TP: When your administration took office, the territory’s proposal to construct a cruise dock and terminal, which had been endorsed by the previous administration, came to a stop. Why did this strategy fail in the end?
KB: As you may be aware, there was significant public resistance to the cruise proposal, most of which was related to the construction of a pier. We care about our environment and value it, which is why we choose to prioritize quality above quantity. We are aware that we are not the only ladies on the street, but we are certain that we are the most attractive. That is something we want to keep. As a result, we didn’t want to work on a project that would have a negative effect on the environment.
Of course, we want to reintroduce cruise tourism, but we aren’t quite ready yet. We are prepared on the ground because we are certain that we can provide our visitors with a similar experience.
A long-planned cruise terminal project in the Cayman Islands has been canceled.
TP: What is the Cayman Islands’ near cruise future?
KB: Some important issues came up during my recent talks with cruise companies. Before reaching the Cayman Islands, cruise ships often have to stop at other ports. So there are two main obstacles to overcome, and I’m happy to report that one of them seems to have been overcome: the cruise companies’ ability to compel passengers to provide evidence of immunization.
The second stumbling block is that, even if everyone on board is vaccinated, they may disembark at ports with different requirements than ours. The procedures in place when [guests] boarded the ship have been abandoned. They’ve infiltrated a neighborhood where they might be infected with the virus, and then they’ll use the spacecraft to invade our area.
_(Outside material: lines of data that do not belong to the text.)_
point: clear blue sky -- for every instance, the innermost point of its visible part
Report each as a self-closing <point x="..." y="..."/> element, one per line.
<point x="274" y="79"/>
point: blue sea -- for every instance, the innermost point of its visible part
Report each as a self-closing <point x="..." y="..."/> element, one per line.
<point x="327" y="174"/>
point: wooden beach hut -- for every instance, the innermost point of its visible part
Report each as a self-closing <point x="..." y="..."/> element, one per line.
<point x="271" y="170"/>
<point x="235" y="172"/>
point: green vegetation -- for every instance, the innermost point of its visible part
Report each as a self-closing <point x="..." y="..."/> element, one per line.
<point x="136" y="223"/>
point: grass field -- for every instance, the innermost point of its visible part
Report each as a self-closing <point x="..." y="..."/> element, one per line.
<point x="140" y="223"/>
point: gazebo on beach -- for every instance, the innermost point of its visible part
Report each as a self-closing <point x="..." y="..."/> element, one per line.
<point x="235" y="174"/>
I’ve looked at a few possibilities in order to come up with a solution. The expense of gasoline is the reason cruise companies couldn’t stop at the Cayman Islands first on Caribbean itineraries. As a result, some kind of intervention or incentive on fuel prices for operators might be devised.
We desire cruise, and it is, after all, a significant part of our business; but, we must be the greatest at what we do, and cruise must remain a niche market.